Damn the man: The fact was, he could make Brian disappear by just standing there. And damn Tizzy Hudson. She acted as if she and Autrey were in this together just to get Maddy Holcomb into trouble.

The phone rang. She got up to turn down the television and then went to the phone and picked it up.

“Hello?”

“Maddyholcomb.”

She gripped the phone, pressing it tightly to her ear, and tried to think of what to say.

“Got back tonight,” he was saying, his tone of voice easy, as if they had been having this conversation for an hour. “I’ve been up at Warner Springs—in the mountains east of San Diego, where the Navy runs the POW training camp. Man, you should see it. They have an honest to God prison camp: barbed wire, vicious-looking dogs, towers, searchlights, big ugly guards, even these scary interrogation rooms, the whole bit. Any officer going in country to Nam and all the aviators have to go through this course; they call it SERE: survival, escape, evasion, and resistance.

They turn a class of about forty officers loose in a two-hundred-acre high desert area and then hunt them down with dogs and helos and round them up.

Then they get to experience what a prison camp is like.

Damn fine training. And you are trying to decide what to say to me, right?”

She hesitated, swallowed. “Yes.”

“Well, that’s a good start. All the Gods smile on a woman who says yes.

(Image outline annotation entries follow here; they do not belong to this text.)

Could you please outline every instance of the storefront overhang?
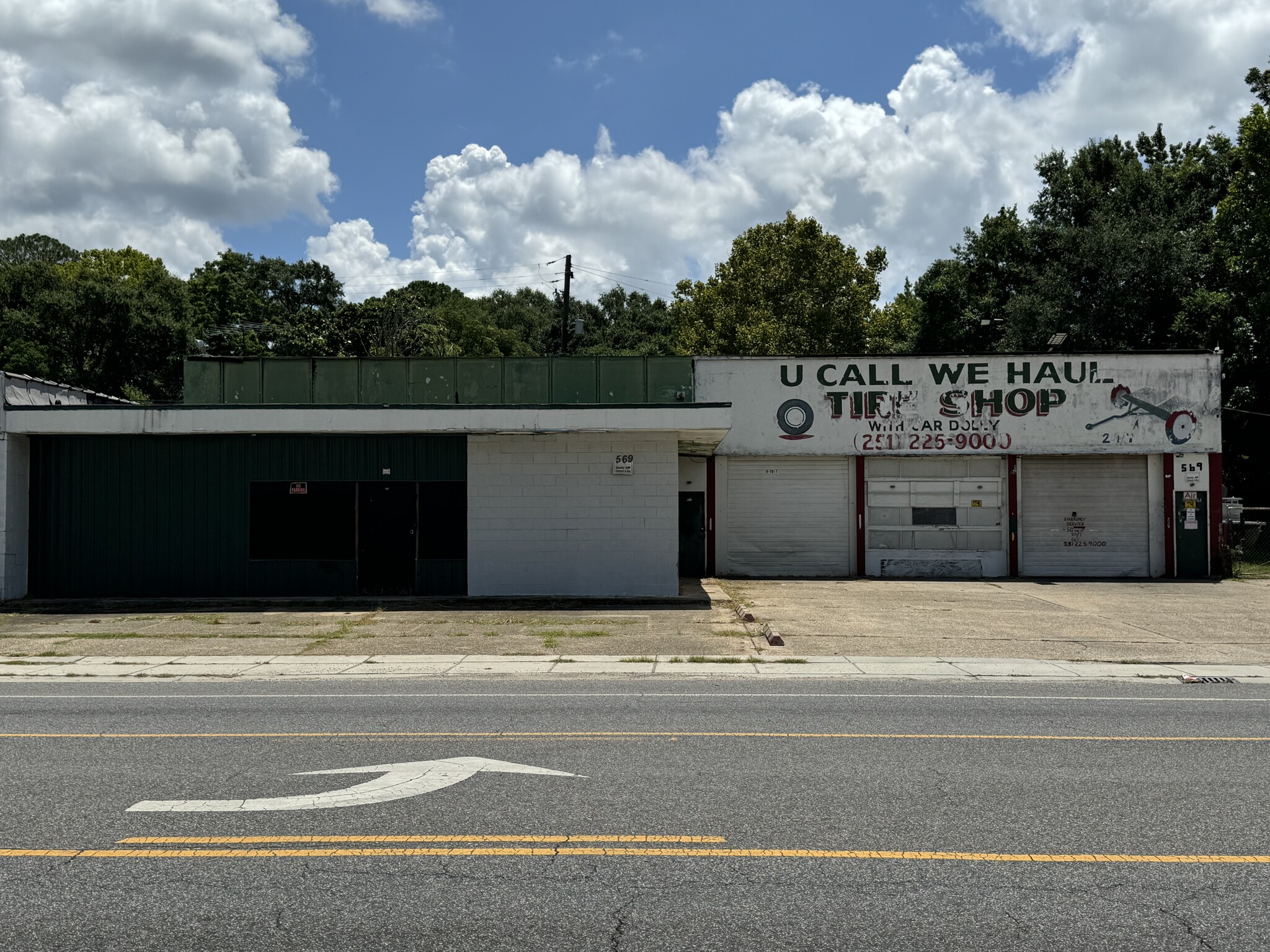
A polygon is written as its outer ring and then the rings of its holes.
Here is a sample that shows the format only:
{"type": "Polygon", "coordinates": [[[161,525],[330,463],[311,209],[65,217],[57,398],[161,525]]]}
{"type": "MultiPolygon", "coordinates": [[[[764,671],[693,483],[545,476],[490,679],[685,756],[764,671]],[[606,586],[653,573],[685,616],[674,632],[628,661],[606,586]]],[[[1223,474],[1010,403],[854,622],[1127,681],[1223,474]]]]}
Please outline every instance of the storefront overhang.
{"type": "Polygon", "coordinates": [[[674,433],[685,453],[711,453],[732,404],[427,406],[9,406],[10,433],[197,435],[263,433],[674,433]]]}

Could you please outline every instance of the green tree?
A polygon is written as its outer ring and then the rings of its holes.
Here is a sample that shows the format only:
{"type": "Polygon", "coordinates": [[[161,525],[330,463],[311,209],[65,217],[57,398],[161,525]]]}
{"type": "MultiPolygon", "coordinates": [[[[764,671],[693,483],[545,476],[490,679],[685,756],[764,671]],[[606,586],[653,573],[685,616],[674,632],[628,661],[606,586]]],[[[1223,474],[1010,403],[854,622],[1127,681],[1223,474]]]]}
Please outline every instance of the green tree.
{"type": "Polygon", "coordinates": [[[895,354],[913,349],[922,301],[906,278],[894,300],[874,310],[865,335],[866,354],[895,354]]]}
{"type": "MultiPolygon", "coordinates": [[[[0,362],[133,400],[180,395],[190,345],[184,282],[132,248],[0,267],[0,362]]],[[[61,246],[65,248],[65,246],[61,246]]]]}
{"type": "Polygon", "coordinates": [[[189,301],[212,353],[333,357],[349,345],[343,286],[319,261],[226,250],[189,275],[189,301]]]}
{"type": "Polygon", "coordinates": [[[674,353],[676,326],[671,306],[643,291],[616,284],[580,315],[582,340],[570,353],[655,357],[674,353]]]}
{"type": "Polygon", "coordinates": [[[415,281],[348,305],[339,321],[351,341],[351,353],[364,357],[533,353],[514,330],[494,325],[480,300],[431,281],[415,281]]]}
{"type": "Polygon", "coordinates": [[[707,281],[681,281],[678,349],[695,354],[859,353],[886,253],[860,260],[814,218],[756,225],[707,281]]]}
{"type": "Polygon", "coordinates": [[[1224,136],[1170,145],[1160,127],[1134,143],[1048,152],[1029,221],[1001,209],[917,281],[919,349],[1031,350],[1053,334],[1086,350],[1165,348],[1181,327],[1212,336],[1196,321],[1213,319],[1213,208],[1231,170],[1224,136]]]}
{"type": "Polygon", "coordinates": [[[0,268],[15,264],[66,264],[80,253],[48,235],[17,235],[0,240],[0,268]]]}
{"type": "Polygon", "coordinates": [[[1270,70],[1252,69],[1248,86],[1260,100],[1240,121],[1229,189],[1217,206],[1217,256],[1224,287],[1212,296],[1205,344],[1220,347],[1228,482],[1250,501],[1270,504],[1270,70]]]}

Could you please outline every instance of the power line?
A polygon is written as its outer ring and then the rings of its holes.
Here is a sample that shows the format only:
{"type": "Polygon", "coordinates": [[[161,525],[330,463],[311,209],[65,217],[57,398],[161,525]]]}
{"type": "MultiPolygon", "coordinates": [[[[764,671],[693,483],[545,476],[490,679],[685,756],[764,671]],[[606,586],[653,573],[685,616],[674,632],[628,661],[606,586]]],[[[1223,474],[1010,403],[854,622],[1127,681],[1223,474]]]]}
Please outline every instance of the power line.
{"type": "MultiPolygon", "coordinates": [[[[542,261],[542,264],[555,264],[555,261],[542,261]]],[[[537,268],[537,261],[527,261],[525,264],[499,264],[490,268],[458,268],[458,269],[442,269],[431,272],[385,272],[382,274],[349,274],[349,278],[396,278],[403,274],[472,274],[476,272],[505,272],[512,268],[537,268]]]]}
{"type": "Polygon", "coordinates": [[[668,288],[678,287],[677,284],[672,284],[668,281],[657,281],[655,278],[640,278],[636,274],[622,274],[621,272],[606,272],[603,268],[585,268],[580,264],[575,264],[574,268],[579,268],[584,272],[591,272],[592,274],[598,274],[606,278],[607,277],[630,278],[631,281],[643,281],[648,284],[665,284],[665,287],[668,288]]]}

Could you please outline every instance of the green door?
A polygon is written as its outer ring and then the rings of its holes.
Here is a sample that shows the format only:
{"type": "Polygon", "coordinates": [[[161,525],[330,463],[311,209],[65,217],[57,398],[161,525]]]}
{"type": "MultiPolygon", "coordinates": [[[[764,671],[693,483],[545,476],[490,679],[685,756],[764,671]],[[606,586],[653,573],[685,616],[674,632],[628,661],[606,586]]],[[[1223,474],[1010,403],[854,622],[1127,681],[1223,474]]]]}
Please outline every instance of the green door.
{"type": "Polygon", "coordinates": [[[1208,493],[1175,493],[1173,500],[1177,578],[1208,578],[1208,493]]]}

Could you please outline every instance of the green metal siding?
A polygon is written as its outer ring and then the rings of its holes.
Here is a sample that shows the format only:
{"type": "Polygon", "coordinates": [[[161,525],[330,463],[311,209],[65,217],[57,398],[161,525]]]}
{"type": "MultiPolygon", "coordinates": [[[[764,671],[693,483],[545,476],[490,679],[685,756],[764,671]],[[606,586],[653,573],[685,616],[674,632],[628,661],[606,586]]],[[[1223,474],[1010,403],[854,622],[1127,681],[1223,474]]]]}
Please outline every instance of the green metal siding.
{"type": "Polygon", "coordinates": [[[550,362],[546,357],[503,359],[503,399],[509,404],[550,404],[550,362]]]}
{"type": "Polygon", "coordinates": [[[30,594],[353,595],[353,561],[248,559],[249,484],[466,481],[466,459],[452,434],[32,437],[30,594]]]}
{"type": "Polygon", "coordinates": [[[599,360],[601,404],[643,404],[643,357],[605,357],[599,360]]]}
{"type": "Polygon", "coordinates": [[[409,402],[404,357],[366,359],[362,364],[361,404],[409,402]]]}
{"type": "Polygon", "coordinates": [[[225,362],[225,402],[226,404],[259,404],[260,402],[260,362],[226,360],[225,362]]]}
{"type": "Polygon", "coordinates": [[[551,362],[552,404],[594,404],[594,357],[558,357],[551,362]]]}
{"type": "Polygon", "coordinates": [[[458,402],[502,404],[503,362],[484,357],[460,357],[458,402]]]}
{"type": "Polygon", "coordinates": [[[691,357],[187,359],[187,404],[672,404],[691,357]],[[224,386],[222,381],[224,380],[224,386]],[[262,385],[263,381],[263,385],[262,385]],[[311,383],[311,386],[310,386],[311,383]]]}
{"type": "Polygon", "coordinates": [[[185,360],[185,402],[224,404],[220,360],[185,360]]]}
{"type": "Polygon", "coordinates": [[[314,402],[356,404],[357,360],[343,357],[314,359],[314,402]]]}
{"type": "Polygon", "coordinates": [[[312,360],[276,357],[263,362],[264,402],[311,404],[312,360]]]}
{"type": "Polygon", "coordinates": [[[691,357],[648,358],[648,402],[692,402],[691,357]]]}
{"type": "Polygon", "coordinates": [[[413,358],[410,360],[410,402],[455,402],[455,358],[413,358]]]}

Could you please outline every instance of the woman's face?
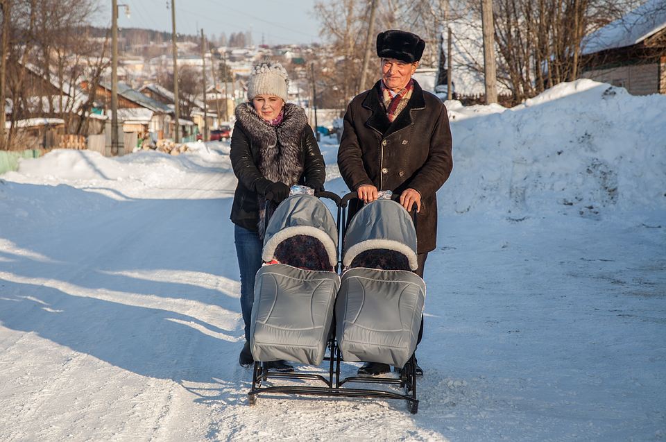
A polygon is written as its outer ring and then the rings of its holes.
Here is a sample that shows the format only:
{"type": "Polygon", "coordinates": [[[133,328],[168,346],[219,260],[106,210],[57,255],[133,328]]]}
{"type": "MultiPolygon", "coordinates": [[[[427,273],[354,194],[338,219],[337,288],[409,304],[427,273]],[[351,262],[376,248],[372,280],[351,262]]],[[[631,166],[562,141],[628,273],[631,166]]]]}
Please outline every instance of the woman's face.
{"type": "Polygon", "coordinates": [[[284,105],[284,101],[275,95],[261,94],[252,99],[252,105],[255,107],[255,110],[259,117],[266,121],[270,121],[278,118],[280,111],[284,105]]]}

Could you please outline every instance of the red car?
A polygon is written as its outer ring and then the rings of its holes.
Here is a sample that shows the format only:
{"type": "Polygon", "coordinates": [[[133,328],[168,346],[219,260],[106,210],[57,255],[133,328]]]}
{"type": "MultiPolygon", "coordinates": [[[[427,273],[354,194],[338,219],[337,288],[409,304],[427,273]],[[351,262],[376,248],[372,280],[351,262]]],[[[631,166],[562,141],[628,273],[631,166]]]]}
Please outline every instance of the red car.
{"type": "Polygon", "coordinates": [[[230,137],[231,137],[231,128],[228,126],[221,126],[210,131],[210,141],[228,139],[230,137]]]}

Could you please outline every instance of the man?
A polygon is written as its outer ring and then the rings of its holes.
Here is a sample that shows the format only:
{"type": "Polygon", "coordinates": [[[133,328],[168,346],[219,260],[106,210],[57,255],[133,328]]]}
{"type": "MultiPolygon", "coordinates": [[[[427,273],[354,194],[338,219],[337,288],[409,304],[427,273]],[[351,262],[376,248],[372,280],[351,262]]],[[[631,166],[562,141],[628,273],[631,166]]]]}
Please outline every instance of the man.
{"type": "MultiPolygon", "coordinates": [[[[425,47],[418,35],[403,31],[377,36],[382,79],[350,103],[338,151],[340,173],[361,201],[373,201],[378,191],[391,190],[400,196],[405,209],[416,205],[416,273],[421,278],[428,252],[435,248],[436,192],[453,167],[446,108],[411,78],[425,47]]],[[[350,212],[359,208],[350,206],[350,212]]],[[[422,319],[417,344],[422,332],[422,319]]],[[[359,375],[377,375],[390,369],[386,364],[366,362],[359,375]]],[[[423,374],[418,365],[416,371],[423,374]]]]}

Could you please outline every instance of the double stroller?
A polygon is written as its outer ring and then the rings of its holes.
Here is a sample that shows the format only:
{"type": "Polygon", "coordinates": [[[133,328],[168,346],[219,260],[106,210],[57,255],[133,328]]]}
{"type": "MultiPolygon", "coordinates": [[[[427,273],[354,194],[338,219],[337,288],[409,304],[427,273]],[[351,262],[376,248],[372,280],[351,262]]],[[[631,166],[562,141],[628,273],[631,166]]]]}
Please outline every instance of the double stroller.
{"type": "Polygon", "coordinates": [[[255,361],[250,405],[261,393],[386,398],[406,400],[417,412],[413,354],[425,284],[413,273],[416,219],[395,201],[380,199],[348,223],[355,197],[294,195],[267,223],[250,330],[255,361]],[[335,203],[336,219],[320,198],[335,203]],[[265,363],[278,359],[307,366],[325,361],[327,373],[269,371],[265,363]],[[407,369],[399,377],[341,376],[343,362],[359,361],[407,369]],[[296,382],[280,382],[287,380],[296,382]],[[349,386],[358,382],[386,388],[349,386]]]}

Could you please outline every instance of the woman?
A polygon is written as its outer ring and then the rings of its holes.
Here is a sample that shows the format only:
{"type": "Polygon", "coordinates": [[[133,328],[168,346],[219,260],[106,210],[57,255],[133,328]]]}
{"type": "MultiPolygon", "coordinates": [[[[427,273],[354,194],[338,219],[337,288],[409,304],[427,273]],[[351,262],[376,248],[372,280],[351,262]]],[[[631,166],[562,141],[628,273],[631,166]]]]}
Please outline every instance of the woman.
{"type": "MultiPolygon", "coordinates": [[[[278,204],[289,187],[302,184],[323,189],[325,166],[302,108],[285,103],[289,76],[280,63],[255,66],[248,83],[248,99],[236,108],[231,139],[231,164],[238,186],[231,209],[236,254],[241,273],[241,309],[245,321],[245,346],[239,362],[249,366],[250,321],[255,275],[262,266],[264,207],[266,200],[278,204]]],[[[267,364],[278,371],[291,371],[284,361],[267,364]]]]}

You don’t have to say anything else, because yes is the right answer.

Wednesday night, there’s a dynamite folksinging group going to be playing at Parker’s Place, up on College Avenue, in the university district. They’re called The Three of Us; they do Peter, Paul, and Mary stuff. They’re from Long Beach, and they’re outta sight. I’ll be there from about nine-thirty.

I’ll have a table right up front, because I’ve bribed the manager.

Actually, he owed me a big favor and I’ve called it. Please come, Maddy Holcomb. Wednesday night. Nine-thirty. Dress casual. Parker’s Place. See you. Please.”

She closed her eyes, lowering the phone to hold it in both hands but not hanging up. Now. Do it. Tell him thank you, but you can’t. Give him Tizzy’s number.

Anything. But this is over. Good night. Goodbye. Then hang up. It’s easy. Just do it.

But she didn’t. Okay, don’t tell him. Just hang up the phone. But she didn’t.

Neither did he for a moment, but then, before she was ready, just as she was remembering to breathe, she heard the phone click and then the dial tone. She sighed and put the phone down. She hadn’t said yes. You hadn’t exactly said no, either. But I don’t have to go. I can just—I can just stay home, or I can go over to Tizzy’s, or I can—. Or you can go to Parker’s Place and listen to some folk music. Damn this man. Mr. Cool himself.